NOUVEAU REGARD De l'analyse zootechnique à l'analyse du dialogue avec les éleveurs

JACQUES LASSEUR ETIENNE LANDAIS

entretien entre J. Lasseur et Aimé A., éleveur ovin des Préalpes, s'est déroulé par un après-midi ensoleillé du mois de juin 1991, en présence de J.-P. Darré et d'un magnétophone. Aimé A. gardait ses bêtes qui pâturaient dans le secteur au nom évocateur de Brame-Faim.

Cet entretien avait pour nous, zootechniciens, une finalité précise : valider et approfondir certaines des conclusions auxquelles nous étions parvenus à l'issue d'études menées dans d'autres

exploitations d'élevage ovin de la région ayant un rythme de reproduction et un système d'élevage

comparables.

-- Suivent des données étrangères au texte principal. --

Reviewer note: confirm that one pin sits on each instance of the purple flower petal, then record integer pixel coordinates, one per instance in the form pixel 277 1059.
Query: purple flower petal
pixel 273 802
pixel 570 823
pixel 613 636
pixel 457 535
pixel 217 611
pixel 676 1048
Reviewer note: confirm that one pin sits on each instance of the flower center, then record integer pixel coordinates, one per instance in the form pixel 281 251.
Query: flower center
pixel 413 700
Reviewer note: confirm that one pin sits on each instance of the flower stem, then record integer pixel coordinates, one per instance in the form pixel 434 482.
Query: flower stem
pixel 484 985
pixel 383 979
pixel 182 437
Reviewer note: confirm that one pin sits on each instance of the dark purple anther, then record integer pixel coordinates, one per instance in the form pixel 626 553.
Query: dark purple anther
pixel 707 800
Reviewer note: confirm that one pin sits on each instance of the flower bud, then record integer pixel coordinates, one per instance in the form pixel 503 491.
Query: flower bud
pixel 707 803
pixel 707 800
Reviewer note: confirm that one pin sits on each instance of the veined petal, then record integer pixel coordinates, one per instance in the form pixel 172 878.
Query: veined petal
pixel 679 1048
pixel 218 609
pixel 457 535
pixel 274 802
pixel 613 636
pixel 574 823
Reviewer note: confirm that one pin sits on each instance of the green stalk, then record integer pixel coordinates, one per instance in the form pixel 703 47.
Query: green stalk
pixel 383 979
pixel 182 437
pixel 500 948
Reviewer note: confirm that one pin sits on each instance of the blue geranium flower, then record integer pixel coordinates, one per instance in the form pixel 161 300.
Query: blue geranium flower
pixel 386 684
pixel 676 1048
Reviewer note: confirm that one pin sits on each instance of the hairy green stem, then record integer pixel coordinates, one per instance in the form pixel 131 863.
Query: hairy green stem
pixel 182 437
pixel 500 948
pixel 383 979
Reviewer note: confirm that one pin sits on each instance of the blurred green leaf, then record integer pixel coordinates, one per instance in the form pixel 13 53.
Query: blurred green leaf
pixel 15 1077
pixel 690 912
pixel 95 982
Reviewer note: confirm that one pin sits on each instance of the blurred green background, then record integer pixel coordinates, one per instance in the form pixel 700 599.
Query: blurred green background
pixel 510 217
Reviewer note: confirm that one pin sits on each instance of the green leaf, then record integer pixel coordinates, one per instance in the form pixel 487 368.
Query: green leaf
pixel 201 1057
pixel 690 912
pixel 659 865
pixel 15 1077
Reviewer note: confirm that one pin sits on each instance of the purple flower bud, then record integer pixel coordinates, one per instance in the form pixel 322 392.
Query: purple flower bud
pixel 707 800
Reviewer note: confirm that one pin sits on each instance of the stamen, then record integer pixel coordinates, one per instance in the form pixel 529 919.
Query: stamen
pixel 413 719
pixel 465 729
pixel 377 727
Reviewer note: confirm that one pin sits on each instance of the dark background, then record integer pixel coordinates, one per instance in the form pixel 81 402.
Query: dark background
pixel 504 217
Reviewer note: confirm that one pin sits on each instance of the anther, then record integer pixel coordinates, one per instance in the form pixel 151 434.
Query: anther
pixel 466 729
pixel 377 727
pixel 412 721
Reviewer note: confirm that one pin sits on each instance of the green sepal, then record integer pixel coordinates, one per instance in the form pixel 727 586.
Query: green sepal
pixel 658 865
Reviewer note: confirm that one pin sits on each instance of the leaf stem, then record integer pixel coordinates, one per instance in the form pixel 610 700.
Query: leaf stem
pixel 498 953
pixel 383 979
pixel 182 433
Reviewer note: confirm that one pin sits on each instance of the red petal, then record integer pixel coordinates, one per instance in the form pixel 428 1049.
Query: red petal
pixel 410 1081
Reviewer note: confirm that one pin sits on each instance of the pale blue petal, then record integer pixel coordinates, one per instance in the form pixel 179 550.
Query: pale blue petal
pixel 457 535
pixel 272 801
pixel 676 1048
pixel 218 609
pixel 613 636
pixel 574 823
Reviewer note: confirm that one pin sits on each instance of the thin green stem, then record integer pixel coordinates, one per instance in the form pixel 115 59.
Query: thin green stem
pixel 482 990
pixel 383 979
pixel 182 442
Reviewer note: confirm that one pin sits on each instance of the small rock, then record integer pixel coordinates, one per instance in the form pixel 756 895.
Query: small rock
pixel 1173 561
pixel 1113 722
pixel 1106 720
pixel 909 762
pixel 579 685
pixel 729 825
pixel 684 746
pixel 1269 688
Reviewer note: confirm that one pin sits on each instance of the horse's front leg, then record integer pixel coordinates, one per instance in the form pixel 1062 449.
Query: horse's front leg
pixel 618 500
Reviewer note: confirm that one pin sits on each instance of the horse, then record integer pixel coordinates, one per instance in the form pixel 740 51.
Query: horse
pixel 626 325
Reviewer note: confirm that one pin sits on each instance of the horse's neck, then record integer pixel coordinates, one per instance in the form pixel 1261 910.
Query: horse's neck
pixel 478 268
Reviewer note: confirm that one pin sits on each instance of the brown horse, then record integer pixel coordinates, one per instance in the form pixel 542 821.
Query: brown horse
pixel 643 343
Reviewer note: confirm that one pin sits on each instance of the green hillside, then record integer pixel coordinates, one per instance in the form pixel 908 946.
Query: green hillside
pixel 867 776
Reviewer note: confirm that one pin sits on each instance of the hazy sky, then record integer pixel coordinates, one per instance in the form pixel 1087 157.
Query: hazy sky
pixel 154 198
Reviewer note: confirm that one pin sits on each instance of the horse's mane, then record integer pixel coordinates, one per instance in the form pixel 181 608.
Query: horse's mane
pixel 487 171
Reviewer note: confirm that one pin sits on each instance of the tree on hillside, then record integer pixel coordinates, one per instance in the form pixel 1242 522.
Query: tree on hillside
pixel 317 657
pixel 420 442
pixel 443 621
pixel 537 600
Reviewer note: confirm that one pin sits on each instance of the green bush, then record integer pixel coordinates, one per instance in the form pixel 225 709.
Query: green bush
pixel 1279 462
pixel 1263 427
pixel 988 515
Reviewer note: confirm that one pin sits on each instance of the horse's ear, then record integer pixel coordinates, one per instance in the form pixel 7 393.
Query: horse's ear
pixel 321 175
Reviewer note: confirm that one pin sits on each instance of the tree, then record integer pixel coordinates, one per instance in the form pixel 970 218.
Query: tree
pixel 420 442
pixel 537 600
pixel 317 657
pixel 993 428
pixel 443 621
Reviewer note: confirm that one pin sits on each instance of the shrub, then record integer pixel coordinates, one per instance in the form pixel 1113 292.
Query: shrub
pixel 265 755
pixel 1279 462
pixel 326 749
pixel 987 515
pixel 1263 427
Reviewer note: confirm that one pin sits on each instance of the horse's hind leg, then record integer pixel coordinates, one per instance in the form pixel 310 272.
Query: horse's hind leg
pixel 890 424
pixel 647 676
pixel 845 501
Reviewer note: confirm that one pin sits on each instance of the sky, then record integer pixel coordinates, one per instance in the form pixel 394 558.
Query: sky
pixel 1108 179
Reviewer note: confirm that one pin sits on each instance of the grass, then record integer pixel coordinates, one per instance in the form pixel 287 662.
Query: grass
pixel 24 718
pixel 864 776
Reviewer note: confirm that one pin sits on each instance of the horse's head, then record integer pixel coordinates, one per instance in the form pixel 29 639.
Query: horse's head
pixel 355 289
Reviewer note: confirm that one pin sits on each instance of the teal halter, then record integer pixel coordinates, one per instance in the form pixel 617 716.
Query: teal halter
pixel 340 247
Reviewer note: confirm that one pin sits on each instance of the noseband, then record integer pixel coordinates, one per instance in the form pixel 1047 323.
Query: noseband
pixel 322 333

Ces études reposaient sur l'analyse zootechnique des performances de reproduction des brebis, à l'échelle du troupeau et à celle des

individus [Lasseur et Landais 1992 ; Vissac 1988].

Elles débouchaient sur des conclusions non conformes au modèle technique véhiculé aussi bien par la Recherche que par les organismes de Développement. Selon ce modèle, l'adoption de trois périodes de mise-bas par an constitue le moyen d'accélérer le rythme de reproduction des animaux pour passer d'un agnelage par brebis et par an à l'objectif préconisé : trois mises-bas tous les deux ans. Or, nos observations

établissaient clairement que dans notre échantillon les

exploitations pratiquant trois périodes de mise-bas par an ne présentaient pas d'accélération sensible du rythme de reproduction. Par ailleurs,

contrairement au modèle, les différentes sessions de reproduction n'avaient pas de fonction particulière (lutte** principale, lutte de rattrapage, introduction des agnelles, etc.), et leur importance respective était très variable selon les années (les résultats enregistrés lors d'une période de mise-bas dépendant largement des arrière-effets des mises-bas précédentes). De ces observations et des échanges que nous avions eus auparavant avec les éleveurs, nous tirions deux conclusions :

a) La logique de fonctionnement de ces systèmes ne répond pas à l'objectif productiviste qui leur est généralement attribué.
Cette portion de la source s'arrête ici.